Often, when gluing Python and C-code together, one needs to convert a Python-list to a continuous memory, e.g. an array.array
. It's also not unusual, that this conversion step becomes the bottle-neck, so I find myself doing silly things with Cython because it is faster than the build-in Python solutions.
For example to convert a Python-list lst
to an int32
continuous memory I'm aware of two possibilities:
a=array.array('i', lst)
and
a=array.array('i');
a.fromlist(lst)
They are however both slower than the following cython-version:
%%cython
import array
from cpython cimport array
def array_from_list_iter(lst):
cdef Py_ssize_t n=len(lst)
cdef array.array res=array.array('i')
cdef int cnt=0
array.resize(res, n) #preallocate memory
for i in lst:
res.data.as_ints[cnt]=i
cnt+=1
return res
My timings show (Linux, Python3.6 but the results are very similar for Windows and/or Python2.7), that the cython-solution is about 6 times faster:
Size new_array from_list cython_iter factor
1 284ns 347ns 176ns 1.6
10 599ns 621ns 209ns 2.9
10**2 3.7µs 3.5µs 578ns 6.1
10**3 38.5µs 32µs 4.3µs 7.4
10**4 343µs 316µs 40.4µs 7.8
10**5 3.5ms 3.4ms 481µs 7.1
10**6 34.1ms 31.5ms 5.0ms 6.3
10**7 353ms 316ms 53.3ms 5.9
With my limited understanding of CPython, I would say that the from_list
-solution uses this build-in function:
static PyObject *
array_array_fromlist(arrayobject *self, PyObject *list)
{
Py_ssize_t n;
if (!PyList_Check(list)) {
PyErr_SetString(PyExc_TypeError, "arg must be list");
return NULL;
}
n = PyList_Size(list);
if (n > 0) {
Py_ssize_t i, old_size;
old_size = Py_SIZE(self);
if (array_resize(self, old_size + n) == -1)
return NULL;
for (i = 0; i < n; i++) {
PyObject *v = PyList_GetItem(list, i);
if ((*self->ob_descr->setitem)(self,
Py_SIZE(self) - n + i, v) != 0) {
array_resize(self, old_size);
return NULL;
}
}
}
Py_RETURN_NONE;
}
a=array.array('i', lst)
grows dynamically and needs to reallocate, so that could explain some slow-down (yet as the measurements show, not by much!), but array_fromlist
preallocates the needed memory - it is basically exactly the same algorithm as the Cython-code.

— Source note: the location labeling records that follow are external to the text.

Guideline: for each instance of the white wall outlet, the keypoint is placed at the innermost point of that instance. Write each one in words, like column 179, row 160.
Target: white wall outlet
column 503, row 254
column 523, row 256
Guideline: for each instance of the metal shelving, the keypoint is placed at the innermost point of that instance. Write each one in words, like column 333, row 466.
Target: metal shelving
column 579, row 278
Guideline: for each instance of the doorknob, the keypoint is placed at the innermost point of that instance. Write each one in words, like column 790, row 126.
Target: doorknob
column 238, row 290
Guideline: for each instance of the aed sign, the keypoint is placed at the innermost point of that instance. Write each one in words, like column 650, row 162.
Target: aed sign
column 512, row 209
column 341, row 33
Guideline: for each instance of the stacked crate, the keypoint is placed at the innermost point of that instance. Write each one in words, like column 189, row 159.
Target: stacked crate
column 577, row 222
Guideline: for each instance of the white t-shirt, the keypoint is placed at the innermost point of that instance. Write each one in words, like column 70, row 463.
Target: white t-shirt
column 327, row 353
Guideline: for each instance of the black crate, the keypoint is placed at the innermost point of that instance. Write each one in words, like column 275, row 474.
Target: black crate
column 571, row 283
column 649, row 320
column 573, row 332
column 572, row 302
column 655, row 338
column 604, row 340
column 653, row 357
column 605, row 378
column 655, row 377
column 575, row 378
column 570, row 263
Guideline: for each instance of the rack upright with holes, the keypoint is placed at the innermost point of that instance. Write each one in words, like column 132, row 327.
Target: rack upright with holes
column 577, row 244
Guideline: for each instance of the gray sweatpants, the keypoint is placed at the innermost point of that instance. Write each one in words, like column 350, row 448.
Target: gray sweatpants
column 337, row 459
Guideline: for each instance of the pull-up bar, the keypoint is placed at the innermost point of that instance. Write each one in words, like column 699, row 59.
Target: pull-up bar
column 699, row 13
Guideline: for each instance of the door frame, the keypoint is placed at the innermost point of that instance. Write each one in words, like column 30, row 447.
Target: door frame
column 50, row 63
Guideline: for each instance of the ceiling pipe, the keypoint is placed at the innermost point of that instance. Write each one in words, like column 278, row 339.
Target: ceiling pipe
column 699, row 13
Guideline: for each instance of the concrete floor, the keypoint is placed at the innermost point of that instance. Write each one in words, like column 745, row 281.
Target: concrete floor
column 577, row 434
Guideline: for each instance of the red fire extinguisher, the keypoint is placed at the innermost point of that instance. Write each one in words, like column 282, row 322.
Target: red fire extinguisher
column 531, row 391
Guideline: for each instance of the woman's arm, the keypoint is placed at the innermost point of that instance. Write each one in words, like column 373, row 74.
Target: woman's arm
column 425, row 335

So the question: Why is this Python-code 6 times slower than the Cython-code? What am I missing?
Here is the code for measuring timings:
import array
import numpy as np
for n in [1, 10,10**2, 10**3, 10**4, 10**5, 10**6, 10**7]:
print ("N=",n)
lst=list(range(n))
print("python:")
%timeit array.array('i', lst)
print("python, from list:")
%timeit a=array.array('i'); a.fromlist(lst)
print("numpy:")
%timeit np.array(lst, dtype=np.int32)
print("cython_iter:")
%timeit array_from_list_iter(lst)
The numpy-solution is about factor 2 slower than the python-versions.